The index will help regulators, policy makers and market participants to identify the turning points in the manufacturing cycles in advance and adjust their investment or marketing strategy.

Newly launched SBI Composite Index signals revival in economy
MUMBAI: Forget the HSBC’s Purchasing Manager Index, an estimator of economic activity. The State Bank of India’s newly launched SBI Composite Index has jumped 16% in December to 55.4, indicating a strong revival in manufacturing and services activity in the country.

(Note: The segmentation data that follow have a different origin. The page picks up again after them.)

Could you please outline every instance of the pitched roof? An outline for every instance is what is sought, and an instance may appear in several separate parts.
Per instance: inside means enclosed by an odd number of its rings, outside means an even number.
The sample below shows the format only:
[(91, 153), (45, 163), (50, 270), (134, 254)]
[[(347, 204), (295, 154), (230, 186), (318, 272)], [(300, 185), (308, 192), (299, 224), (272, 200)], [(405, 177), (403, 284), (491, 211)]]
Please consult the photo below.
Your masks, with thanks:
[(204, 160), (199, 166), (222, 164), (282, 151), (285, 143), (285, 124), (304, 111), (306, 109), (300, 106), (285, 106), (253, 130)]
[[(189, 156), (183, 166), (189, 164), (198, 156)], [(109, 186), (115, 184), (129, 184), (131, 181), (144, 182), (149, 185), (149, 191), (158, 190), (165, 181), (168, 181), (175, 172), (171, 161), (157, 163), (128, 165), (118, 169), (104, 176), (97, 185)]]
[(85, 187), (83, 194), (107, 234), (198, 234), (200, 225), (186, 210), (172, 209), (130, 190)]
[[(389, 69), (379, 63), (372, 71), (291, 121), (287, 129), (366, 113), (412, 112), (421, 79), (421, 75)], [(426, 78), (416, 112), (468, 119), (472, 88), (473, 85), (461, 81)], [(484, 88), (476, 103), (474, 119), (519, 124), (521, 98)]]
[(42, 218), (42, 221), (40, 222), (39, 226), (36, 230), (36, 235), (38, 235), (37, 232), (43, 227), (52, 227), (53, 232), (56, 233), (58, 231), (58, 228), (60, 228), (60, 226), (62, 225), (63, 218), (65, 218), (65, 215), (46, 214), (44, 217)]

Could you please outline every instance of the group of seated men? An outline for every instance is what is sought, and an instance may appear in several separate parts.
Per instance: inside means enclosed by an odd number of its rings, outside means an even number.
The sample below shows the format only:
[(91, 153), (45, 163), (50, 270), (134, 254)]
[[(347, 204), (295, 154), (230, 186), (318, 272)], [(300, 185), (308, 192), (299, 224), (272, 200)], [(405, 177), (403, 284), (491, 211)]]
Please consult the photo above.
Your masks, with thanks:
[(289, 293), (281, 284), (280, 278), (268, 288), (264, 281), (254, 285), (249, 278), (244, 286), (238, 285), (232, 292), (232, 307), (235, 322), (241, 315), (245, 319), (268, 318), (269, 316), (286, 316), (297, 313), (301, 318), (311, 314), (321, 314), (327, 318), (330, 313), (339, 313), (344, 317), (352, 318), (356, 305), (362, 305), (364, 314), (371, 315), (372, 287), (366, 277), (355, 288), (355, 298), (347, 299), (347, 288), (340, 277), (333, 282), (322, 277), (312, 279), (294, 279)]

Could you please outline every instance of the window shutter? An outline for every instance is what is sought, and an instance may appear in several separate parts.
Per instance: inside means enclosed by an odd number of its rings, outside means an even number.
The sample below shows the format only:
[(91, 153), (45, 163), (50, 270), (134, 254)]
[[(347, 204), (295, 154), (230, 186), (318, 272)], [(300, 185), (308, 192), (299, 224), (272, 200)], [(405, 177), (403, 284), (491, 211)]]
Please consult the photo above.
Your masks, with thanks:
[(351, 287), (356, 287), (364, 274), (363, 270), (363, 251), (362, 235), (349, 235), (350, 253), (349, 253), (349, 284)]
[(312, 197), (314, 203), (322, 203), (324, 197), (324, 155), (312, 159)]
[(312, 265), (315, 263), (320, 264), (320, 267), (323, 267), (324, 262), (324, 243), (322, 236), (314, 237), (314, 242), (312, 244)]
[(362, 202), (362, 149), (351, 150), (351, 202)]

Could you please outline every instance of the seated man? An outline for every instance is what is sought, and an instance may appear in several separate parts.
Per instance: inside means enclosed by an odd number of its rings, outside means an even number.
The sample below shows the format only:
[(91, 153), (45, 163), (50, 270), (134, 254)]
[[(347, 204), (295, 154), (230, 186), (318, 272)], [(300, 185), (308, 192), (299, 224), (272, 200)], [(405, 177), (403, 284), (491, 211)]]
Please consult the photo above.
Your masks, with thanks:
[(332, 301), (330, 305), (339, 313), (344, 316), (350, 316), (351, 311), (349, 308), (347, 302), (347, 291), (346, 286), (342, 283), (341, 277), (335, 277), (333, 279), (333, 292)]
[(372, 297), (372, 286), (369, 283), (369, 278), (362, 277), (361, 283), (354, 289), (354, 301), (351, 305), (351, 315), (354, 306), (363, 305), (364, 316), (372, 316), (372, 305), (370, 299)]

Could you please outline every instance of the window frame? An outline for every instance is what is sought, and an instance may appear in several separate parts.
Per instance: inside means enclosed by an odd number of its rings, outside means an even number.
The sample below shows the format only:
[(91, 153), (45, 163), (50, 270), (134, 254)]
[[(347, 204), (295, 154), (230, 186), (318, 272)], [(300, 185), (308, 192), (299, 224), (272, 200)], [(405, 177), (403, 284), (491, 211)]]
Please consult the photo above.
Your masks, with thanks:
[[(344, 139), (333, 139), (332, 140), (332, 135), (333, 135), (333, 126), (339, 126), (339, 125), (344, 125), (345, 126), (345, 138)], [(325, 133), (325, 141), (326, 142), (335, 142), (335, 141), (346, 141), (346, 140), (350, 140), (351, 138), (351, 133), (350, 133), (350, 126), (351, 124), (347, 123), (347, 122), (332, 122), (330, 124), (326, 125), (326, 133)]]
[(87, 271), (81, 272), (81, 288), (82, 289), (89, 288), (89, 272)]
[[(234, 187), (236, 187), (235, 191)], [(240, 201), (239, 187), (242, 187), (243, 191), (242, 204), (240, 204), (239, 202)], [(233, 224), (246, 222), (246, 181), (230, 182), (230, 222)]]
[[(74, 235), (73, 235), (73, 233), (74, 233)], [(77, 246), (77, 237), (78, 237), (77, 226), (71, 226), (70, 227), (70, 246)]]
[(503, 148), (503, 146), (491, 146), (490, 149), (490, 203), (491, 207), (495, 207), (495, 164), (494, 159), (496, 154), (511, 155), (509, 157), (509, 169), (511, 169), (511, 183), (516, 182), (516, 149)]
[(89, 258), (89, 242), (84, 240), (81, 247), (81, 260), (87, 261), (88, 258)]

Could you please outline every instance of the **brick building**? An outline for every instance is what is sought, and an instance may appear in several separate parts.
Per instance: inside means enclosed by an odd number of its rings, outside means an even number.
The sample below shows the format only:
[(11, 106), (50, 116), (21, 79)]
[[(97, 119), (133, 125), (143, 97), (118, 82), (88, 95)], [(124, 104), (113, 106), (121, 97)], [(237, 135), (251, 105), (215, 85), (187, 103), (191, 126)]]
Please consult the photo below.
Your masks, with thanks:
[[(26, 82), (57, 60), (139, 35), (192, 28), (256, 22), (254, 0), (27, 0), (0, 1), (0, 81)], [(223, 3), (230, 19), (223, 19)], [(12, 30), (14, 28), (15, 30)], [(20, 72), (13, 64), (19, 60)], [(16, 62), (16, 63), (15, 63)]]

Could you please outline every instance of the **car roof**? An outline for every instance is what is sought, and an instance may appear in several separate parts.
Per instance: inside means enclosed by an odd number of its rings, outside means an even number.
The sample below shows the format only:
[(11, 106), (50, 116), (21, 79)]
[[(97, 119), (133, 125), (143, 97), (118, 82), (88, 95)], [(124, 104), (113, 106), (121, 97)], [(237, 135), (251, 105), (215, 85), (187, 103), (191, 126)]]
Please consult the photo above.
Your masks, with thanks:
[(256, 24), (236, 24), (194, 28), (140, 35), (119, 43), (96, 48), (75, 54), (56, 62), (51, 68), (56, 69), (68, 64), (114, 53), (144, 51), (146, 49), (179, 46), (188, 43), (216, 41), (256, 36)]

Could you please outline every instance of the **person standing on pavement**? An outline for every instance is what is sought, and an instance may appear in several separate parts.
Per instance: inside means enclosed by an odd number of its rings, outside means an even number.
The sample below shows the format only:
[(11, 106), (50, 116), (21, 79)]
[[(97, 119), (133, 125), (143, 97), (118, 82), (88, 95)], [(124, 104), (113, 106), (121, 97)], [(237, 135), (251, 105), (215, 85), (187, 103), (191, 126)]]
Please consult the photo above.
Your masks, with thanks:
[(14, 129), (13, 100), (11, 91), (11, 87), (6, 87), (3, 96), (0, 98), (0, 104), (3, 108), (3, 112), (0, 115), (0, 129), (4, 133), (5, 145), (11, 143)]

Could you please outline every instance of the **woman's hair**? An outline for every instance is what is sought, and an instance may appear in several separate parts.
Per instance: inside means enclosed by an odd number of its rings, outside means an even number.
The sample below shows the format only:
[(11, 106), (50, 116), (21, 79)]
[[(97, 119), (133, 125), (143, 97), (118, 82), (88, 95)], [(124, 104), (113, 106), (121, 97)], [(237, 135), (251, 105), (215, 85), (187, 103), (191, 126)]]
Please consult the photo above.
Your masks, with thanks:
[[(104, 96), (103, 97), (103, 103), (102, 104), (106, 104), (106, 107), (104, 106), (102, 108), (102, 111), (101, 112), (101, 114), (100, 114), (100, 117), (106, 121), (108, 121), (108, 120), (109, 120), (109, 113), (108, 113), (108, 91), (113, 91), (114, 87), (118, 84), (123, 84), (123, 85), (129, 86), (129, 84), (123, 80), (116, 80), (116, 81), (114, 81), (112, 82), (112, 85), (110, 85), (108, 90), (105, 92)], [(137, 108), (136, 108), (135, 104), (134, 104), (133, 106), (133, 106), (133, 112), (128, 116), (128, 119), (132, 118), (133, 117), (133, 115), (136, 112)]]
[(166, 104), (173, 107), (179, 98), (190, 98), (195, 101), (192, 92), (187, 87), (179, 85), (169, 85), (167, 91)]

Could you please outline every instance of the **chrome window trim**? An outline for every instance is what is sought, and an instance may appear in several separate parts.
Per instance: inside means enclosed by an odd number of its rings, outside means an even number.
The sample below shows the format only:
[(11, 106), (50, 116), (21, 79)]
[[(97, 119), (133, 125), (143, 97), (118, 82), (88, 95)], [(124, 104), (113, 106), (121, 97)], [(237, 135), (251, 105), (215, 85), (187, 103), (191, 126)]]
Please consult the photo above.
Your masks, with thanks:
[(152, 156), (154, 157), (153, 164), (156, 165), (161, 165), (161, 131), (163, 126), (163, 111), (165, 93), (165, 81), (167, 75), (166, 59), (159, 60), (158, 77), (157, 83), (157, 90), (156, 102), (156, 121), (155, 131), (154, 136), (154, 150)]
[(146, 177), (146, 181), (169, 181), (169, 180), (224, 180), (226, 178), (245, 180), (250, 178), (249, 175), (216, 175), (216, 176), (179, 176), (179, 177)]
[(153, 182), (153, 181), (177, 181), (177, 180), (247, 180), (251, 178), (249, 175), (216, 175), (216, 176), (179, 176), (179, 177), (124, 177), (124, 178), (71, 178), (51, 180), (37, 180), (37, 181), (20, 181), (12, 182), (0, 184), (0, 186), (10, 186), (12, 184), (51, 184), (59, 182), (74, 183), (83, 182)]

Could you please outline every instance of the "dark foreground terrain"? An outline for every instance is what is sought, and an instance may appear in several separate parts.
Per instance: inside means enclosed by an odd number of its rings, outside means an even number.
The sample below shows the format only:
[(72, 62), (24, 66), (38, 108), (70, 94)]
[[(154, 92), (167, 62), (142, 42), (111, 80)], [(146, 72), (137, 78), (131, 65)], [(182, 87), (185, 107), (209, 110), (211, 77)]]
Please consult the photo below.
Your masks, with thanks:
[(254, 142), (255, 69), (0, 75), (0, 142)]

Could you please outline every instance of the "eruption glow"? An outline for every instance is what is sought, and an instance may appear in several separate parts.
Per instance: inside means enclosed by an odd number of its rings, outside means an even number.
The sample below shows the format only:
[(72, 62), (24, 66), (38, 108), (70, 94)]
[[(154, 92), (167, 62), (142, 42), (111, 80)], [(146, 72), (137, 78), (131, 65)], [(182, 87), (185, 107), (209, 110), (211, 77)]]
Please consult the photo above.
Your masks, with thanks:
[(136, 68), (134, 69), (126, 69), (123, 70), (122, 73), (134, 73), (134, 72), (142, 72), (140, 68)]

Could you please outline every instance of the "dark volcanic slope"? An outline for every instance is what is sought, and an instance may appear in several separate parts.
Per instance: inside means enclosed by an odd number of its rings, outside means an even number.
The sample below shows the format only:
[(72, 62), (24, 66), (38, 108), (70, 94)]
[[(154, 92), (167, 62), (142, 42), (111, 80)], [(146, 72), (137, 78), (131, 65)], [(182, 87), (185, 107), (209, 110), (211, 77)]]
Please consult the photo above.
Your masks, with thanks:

The current reading for December is the highest in the past 20 months amid a turnaround in sentiment after Narendra Modi was elected to power, said the bank which has a fifth of the nation’s banking industry market share. “It gives a feel on which way the economy is going and how banks are preparing itself for it,” said Arundhati Bhattacharya, chairman, State Bank of India. “We are using SBI loan book as an input because given our reach and share in the banking space we believe it mirrors the credit demand in the economy.”

SBI’s forward-looking economic indicator — the SBI Composite Index — tracks primarily manufacturing activity in the country and also aims at predicting the phase of business cycles for the economy. The index will help regulators, policy makers and market participants to identify the turning points in the manufacturing cycles in advance and adjust their investment or marketing strategy.

This forward-looking indicator takes into account detailed activity/traction in consumer spending, mining activity, interest rates, inflation, exchange rates, SBI lending and performance of various thematic indices. While the SBI index is a composite index compiled by State Bank of India (SBI) based on its internal loan portfolio and data available in public domain, other indices such as the HSBC purchase manager’s index are survey-based. This indicator, which will be published monthly, will track two months in advance the possible trends in official estimates.

This makes the index more reliable, say economists. “Hence, the SBI index has higher validity,” said SK Ghosh, chief economic advisor, State Bank of India. “For the period 2007-2014, the SBI Composite Index predicts the direction correctly for 72% of times. The directional predictability for PMI is around 50% for the same period,” he added.